Well, in light of this rather complex discussion on where Abel probably went when he died and why he went there, I asked my sister to illustrate this for me.  I know that there are those who better grasp difficult ideas through pictures and other visual stimuli, so I have decided to provide explanatory illustrations.  Anyway, without further adieu, I present to you “Cain and Abel.”

(Cain murders Abel…)

(To Abel’s dismay, he finds that Heaven will not open for a couple thousand years.)

DISCLAIMER:  This post, while presenting a very real Biblical story and situation, is somewhat tongue in cheek in nature.  Of course, the author of this blog does not believe that Abel was left stranded at Heaven’s gate for thousands of years — the situation is illustrated in that way simply to make a humorous statement out of a true fact (the fact being that Heaven did not exist before Christ’s death circa 33 A.D.).  There are differing views on what happened at the death of Old Testament saints, and this post does not offer any conclusive evidence for one view over another.  This post is meant merely to entertain in an intelligent manner.

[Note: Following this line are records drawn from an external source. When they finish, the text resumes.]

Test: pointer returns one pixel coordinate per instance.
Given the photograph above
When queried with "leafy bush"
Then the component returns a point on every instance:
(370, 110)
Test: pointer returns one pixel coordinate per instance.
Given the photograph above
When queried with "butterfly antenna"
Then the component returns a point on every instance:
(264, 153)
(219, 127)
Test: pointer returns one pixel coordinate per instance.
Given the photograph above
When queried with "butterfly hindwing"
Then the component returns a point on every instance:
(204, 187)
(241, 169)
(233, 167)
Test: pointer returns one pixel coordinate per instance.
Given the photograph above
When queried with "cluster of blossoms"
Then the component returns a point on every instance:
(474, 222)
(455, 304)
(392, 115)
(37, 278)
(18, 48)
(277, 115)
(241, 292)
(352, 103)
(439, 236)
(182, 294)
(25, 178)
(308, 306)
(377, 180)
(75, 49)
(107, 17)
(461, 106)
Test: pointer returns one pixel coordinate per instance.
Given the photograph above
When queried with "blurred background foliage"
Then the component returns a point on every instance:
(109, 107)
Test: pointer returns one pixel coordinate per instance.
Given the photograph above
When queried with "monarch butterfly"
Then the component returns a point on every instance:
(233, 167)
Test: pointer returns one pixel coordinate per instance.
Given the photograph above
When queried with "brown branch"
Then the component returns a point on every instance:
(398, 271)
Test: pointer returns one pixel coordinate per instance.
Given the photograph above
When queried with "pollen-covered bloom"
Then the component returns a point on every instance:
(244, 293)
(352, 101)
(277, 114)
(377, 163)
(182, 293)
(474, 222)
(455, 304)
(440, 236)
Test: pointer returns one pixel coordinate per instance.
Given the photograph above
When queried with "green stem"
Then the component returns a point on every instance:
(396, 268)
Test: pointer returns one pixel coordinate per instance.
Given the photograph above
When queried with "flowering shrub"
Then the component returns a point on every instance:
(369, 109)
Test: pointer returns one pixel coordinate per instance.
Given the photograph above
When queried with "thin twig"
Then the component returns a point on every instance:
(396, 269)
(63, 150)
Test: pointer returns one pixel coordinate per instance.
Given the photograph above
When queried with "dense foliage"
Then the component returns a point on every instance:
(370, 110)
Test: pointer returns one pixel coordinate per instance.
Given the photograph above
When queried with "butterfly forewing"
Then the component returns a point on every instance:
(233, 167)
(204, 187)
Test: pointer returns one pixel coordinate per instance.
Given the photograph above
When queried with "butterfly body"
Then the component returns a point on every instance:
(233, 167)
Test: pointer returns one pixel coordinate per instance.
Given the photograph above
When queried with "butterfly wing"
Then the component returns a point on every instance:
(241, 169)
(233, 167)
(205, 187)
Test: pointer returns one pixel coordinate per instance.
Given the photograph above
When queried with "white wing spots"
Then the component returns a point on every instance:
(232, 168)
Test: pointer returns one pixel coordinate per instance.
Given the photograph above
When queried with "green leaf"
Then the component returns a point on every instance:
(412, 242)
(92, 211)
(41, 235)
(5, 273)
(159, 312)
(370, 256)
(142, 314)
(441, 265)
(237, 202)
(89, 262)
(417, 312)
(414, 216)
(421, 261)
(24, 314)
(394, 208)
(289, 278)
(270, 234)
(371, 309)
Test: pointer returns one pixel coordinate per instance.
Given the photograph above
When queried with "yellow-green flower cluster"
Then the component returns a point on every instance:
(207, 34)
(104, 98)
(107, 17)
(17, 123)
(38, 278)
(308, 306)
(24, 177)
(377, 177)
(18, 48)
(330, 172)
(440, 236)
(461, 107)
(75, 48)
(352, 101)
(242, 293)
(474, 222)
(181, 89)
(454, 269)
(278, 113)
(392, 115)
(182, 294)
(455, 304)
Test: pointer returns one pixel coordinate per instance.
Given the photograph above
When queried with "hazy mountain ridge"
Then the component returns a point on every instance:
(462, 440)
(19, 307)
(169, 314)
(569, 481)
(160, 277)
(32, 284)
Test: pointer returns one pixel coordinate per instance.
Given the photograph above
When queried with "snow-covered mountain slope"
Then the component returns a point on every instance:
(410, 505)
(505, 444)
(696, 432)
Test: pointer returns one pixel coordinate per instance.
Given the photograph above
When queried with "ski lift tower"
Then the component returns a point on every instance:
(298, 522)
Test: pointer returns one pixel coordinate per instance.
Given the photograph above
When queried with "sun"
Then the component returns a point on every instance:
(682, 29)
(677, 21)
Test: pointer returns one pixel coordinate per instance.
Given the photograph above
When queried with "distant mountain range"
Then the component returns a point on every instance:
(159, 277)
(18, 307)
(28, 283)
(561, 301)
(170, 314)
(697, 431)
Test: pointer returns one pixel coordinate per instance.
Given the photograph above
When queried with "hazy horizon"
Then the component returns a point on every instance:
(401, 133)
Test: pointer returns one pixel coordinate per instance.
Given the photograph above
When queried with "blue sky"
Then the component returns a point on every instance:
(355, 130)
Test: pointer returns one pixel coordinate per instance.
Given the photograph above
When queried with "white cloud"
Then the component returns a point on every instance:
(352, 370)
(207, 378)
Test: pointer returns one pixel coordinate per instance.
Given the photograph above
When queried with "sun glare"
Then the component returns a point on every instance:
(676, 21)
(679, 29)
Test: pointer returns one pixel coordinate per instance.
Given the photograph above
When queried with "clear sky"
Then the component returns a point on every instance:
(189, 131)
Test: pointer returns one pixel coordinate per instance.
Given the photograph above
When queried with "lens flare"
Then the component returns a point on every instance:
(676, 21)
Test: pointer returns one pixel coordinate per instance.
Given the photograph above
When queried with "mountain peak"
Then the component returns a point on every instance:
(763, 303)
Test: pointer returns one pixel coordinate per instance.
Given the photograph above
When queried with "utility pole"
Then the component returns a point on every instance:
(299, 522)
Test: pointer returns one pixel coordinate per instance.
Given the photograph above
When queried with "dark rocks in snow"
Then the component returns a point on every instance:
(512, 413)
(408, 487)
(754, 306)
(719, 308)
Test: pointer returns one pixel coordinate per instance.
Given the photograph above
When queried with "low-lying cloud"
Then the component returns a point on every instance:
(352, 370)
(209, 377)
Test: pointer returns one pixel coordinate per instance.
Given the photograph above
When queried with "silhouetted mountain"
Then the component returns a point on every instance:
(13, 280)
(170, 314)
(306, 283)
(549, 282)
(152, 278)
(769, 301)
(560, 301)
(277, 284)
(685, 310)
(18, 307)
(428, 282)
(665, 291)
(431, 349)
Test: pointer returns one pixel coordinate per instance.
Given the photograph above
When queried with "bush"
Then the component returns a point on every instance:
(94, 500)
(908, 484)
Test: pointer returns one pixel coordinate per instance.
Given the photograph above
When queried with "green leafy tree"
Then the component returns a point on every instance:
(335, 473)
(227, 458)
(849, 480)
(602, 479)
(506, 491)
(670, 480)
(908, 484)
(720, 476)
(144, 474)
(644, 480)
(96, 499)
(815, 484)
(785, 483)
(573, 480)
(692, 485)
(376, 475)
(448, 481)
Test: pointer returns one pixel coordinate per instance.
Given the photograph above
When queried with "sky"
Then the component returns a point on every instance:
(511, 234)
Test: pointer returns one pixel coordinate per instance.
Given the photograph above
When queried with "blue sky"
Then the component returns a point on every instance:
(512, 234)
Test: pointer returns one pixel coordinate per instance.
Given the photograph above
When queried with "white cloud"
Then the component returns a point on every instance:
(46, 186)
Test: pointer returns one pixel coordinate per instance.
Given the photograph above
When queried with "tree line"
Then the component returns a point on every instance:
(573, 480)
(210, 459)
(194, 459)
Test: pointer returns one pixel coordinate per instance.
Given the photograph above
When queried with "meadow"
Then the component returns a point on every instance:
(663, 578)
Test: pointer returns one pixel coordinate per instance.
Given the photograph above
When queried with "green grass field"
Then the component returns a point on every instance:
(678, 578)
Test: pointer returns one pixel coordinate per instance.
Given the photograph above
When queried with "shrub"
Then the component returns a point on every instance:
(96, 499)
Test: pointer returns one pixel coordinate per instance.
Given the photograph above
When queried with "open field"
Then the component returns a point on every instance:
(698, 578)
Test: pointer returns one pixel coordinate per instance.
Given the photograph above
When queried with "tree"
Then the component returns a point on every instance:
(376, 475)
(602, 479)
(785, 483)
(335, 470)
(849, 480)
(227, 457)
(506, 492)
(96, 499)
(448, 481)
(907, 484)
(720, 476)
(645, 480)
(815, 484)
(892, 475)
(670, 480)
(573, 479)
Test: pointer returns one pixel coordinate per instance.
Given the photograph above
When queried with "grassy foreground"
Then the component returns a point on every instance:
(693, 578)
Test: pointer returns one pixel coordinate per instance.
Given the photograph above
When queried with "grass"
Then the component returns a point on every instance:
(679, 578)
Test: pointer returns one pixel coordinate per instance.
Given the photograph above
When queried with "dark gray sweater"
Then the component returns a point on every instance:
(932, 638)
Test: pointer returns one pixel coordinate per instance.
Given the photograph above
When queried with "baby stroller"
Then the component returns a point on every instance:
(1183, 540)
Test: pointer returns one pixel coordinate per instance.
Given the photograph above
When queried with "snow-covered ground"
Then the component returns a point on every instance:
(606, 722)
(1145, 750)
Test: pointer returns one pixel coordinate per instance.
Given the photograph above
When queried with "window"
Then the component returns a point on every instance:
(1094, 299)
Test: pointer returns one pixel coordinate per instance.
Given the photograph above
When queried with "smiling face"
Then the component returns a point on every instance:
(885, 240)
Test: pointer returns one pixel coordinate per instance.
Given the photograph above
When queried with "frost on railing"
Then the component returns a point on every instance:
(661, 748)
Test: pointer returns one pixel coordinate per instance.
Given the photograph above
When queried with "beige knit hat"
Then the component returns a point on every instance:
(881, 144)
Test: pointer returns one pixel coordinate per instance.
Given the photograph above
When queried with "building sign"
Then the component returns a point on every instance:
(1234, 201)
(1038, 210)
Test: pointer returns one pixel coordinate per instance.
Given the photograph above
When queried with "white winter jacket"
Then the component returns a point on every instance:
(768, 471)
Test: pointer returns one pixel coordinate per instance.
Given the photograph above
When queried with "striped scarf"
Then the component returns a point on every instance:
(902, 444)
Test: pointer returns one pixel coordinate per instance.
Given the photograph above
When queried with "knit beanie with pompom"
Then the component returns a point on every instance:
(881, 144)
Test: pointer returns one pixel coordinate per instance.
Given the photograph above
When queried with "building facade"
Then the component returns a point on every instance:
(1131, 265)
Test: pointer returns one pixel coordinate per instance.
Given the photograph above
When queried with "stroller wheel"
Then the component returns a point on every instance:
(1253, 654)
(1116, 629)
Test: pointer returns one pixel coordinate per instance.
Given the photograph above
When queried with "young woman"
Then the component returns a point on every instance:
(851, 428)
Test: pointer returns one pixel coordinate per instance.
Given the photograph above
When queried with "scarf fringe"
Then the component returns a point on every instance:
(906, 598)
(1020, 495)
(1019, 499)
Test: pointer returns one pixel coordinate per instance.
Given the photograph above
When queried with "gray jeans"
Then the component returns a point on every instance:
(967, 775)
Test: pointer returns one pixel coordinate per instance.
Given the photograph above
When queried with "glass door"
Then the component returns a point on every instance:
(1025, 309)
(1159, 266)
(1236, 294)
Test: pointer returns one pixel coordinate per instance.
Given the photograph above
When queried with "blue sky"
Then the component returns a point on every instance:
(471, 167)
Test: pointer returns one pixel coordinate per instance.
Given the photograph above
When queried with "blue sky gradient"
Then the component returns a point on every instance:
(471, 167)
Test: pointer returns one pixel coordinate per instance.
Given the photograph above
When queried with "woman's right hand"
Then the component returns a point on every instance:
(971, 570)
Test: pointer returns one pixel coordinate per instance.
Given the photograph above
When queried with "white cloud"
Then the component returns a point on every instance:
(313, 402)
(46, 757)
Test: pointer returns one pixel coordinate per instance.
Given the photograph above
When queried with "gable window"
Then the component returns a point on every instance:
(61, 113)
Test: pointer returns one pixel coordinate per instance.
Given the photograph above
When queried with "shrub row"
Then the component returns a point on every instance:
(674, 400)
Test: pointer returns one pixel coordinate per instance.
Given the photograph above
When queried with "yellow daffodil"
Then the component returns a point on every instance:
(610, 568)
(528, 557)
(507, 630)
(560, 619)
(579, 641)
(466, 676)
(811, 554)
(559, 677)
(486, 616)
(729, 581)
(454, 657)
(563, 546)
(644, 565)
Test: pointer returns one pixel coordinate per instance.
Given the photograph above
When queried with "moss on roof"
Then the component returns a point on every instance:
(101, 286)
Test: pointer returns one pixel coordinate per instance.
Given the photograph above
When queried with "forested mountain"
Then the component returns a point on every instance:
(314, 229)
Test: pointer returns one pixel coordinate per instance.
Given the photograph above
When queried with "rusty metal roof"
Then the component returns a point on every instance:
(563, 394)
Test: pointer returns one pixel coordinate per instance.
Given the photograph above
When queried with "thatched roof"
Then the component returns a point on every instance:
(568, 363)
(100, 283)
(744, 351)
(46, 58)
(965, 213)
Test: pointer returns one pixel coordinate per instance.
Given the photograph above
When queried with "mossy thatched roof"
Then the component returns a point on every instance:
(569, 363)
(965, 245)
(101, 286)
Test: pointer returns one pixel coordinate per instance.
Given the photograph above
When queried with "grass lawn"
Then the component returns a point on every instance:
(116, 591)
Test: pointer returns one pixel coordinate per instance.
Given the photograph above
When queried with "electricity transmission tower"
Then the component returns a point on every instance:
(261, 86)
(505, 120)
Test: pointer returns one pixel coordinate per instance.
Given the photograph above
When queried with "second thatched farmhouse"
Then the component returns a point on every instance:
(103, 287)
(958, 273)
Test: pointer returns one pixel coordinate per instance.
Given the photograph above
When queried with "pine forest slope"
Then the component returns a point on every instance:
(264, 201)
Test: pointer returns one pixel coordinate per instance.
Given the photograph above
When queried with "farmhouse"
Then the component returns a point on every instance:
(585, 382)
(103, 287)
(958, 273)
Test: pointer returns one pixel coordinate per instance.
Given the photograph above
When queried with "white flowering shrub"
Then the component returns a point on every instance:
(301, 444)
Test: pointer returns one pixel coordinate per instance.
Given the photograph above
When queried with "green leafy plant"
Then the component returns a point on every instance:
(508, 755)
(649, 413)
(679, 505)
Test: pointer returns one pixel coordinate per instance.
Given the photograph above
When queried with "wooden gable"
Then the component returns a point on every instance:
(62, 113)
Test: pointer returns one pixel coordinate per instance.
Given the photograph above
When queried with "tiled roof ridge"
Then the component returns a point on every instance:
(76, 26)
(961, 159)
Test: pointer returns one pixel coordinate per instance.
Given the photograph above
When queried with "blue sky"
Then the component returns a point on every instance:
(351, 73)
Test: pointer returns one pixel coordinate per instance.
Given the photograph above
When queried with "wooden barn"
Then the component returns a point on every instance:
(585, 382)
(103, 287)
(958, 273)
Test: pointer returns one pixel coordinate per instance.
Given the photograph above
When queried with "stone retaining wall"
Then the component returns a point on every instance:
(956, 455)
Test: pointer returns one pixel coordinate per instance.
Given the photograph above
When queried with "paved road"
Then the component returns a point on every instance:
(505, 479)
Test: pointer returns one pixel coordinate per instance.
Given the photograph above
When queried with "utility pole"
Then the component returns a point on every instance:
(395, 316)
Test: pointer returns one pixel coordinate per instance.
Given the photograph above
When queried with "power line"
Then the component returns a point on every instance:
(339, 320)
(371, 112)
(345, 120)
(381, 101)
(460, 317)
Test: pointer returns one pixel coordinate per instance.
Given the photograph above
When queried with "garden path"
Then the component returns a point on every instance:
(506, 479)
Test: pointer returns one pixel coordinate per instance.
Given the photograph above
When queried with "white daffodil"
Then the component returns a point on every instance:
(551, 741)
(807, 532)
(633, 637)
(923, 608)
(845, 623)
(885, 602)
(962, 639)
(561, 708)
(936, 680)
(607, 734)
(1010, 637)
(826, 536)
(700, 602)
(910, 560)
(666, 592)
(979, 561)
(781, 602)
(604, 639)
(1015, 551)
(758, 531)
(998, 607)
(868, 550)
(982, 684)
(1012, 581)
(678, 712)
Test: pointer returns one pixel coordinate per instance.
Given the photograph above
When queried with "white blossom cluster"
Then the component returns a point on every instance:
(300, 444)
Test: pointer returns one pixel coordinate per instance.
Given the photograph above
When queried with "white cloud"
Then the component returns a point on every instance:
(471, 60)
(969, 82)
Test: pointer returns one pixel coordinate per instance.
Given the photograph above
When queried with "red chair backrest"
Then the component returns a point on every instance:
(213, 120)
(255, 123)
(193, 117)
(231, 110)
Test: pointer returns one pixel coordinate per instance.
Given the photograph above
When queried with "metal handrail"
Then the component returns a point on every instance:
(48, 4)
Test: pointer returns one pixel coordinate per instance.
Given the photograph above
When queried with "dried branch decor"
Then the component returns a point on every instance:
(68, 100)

  1. I think a better, (and happier view) is that time is not something that exists outside this universe, or at least that our particular perspective on time does not effect us heaven or the saints. If it did, then heaven would have to be a physical location in this universe, which would not play with the immaterial state of our souls. Instead heaven is either timeless (a eternal object dependent on God for its existence) or super temporal (a place with a beginning and an end that does not correspond to ours). I think a super temporal explanation is more likely from Revelation (I.E. heaven has a flow to the events that happen there) Under that understanding when Able died he went to heaven (a place prepared by Christ), even though he died long before Christ entered this world. Because Heaven already encompasses the completed outcome of the world.

    Cool pictures by the way. Are they yours or your sisters?

  2. Thanks for the thoughts! Your comment reminds me a lot of a chapter in Mere Christianity, “Time and Beyond Time.” You do a good job of giving a logical reason of how Abel could in fact go to Heaven before Christ’s death — I didn’t think of the time factor before. Oh, about the pictures… I’m very, very bad at drawing, so I’ll have to give credit where credit is due and admit that they’re my sister’s. She’s quite the artist!